Endothelial progenitor cell-derived microvesicles therapy relieves myocardial infarction symptoms by altering left ventricular protein expression.

Objective: To investigate the therapeutic potential of endothelial progenitor cell-derived microvesicles (EPC-MVs) in a rat myocardial infarction (MI) model, focusing on their effects on inflammation, apoptosis, and global proteomic changes in the left ventricle.

Methods: Endothelial progenitor cells (EPCs) were isolated from mouse bone marrow, and microvesicles (MVs) were derived and injected into rats with MI induced by ligation of the left anterior descending artery. Therapeutic efficacy was assessed by measuring inflammatory cytokines (TNF-α, IL-6) and cardiac injury markers (creatine kinase-MB, myoglobin), along with histologic and apoptotic analyses. A global proteomic analysis of left ventricular tissue was performed to explore the underlying molecular mechanisms. Key targets, including components of the NLRP3 inflammasome (NLRP3, Caspase-1, apoptosis-associated speck-like protein containing a CARD), were validated by western blotting.

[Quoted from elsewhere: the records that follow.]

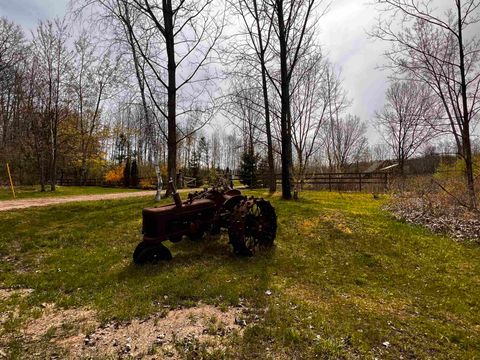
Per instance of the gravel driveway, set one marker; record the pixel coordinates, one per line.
(6, 205)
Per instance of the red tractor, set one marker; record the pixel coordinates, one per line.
(251, 222)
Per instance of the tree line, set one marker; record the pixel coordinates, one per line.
(166, 78)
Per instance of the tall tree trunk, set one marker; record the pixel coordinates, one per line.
(285, 113)
(172, 90)
(466, 143)
(271, 161)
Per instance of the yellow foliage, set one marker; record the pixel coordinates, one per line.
(115, 175)
(148, 184)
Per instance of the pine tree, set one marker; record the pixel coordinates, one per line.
(248, 169)
(134, 174)
(126, 173)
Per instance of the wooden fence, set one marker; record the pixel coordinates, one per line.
(371, 182)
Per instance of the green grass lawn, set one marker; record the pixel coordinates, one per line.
(345, 278)
(24, 192)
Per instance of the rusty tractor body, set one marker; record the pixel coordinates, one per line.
(251, 223)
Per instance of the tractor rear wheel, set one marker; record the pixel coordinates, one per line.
(150, 253)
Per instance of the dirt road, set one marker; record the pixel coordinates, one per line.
(6, 205)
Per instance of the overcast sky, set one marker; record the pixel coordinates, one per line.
(342, 33)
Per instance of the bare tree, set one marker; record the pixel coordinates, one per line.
(92, 75)
(338, 103)
(347, 141)
(405, 120)
(176, 40)
(432, 45)
(293, 25)
(49, 43)
(310, 105)
(259, 29)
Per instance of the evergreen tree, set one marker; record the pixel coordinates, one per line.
(248, 169)
(126, 173)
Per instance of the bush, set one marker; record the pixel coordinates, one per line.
(114, 176)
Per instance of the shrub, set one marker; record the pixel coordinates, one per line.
(115, 175)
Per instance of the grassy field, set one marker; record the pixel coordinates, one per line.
(24, 192)
(345, 279)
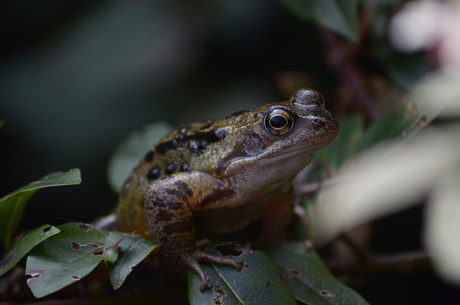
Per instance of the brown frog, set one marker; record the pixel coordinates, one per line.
(218, 176)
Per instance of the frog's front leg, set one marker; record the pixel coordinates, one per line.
(169, 203)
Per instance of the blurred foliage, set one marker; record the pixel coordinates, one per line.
(76, 77)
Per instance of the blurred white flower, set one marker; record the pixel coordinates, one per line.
(429, 25)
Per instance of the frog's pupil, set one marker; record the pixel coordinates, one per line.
(278, 121)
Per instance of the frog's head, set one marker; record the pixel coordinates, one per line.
(279, 140)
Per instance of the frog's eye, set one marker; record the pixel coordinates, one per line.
(320, 101)
(278, 122)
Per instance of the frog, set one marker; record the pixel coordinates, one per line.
(216, 177)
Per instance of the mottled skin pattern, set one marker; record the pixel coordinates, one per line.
(218, 176)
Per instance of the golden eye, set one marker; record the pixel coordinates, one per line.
(278, 122)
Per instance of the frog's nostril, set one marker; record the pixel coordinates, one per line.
(315, 121)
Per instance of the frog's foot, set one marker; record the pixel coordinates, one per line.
(205, 279)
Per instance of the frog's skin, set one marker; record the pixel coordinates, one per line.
(218, 176)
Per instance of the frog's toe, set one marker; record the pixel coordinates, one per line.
(195, 266)
(220, 260)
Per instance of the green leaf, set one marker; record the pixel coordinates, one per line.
(306, 266)
(127, 154)
(130, 253)
(259, 283)
(12, 205)
(345, 144)
(340, 16)
(390, 126)
(64, 258)
(23, 244)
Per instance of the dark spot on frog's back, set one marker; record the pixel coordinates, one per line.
(214, 136)
(153, 174)
(237, 113)
(184, 188)
(170, 168)
(216, 196)
(203, 138)
(149, 156)
(185, 167)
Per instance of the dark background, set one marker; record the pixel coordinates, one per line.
(77, 76)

Results: EPC-MV treatment significantly reduced MI-induced cardiac injury, as evidenced by decreased inflammatory cytokines and cardiac injury markers, preservation of myocardial architecture, reduced fibrosis, and suppression of cardiomyocyte apoptosis. Proteomic analysis revealed significant alterations in inflammatory and metabolic pathways, supported by KEGG and Reactome enrichment analyses. Molecular validation confirmed that EPC-MVs inhibited the activation of the NLRP3 inflammasome and downregulated downstream effectors, including IL-6 and atrial natriuretic peptide.

Conclusion: EPC-MVs alleviated myocardial ischemic injury by remodeling the cardiac proteome, suppressing inflammatory and apoptotic signaling. These results position EPC-MVs as a promising cell-free therapeutic strategy for MI.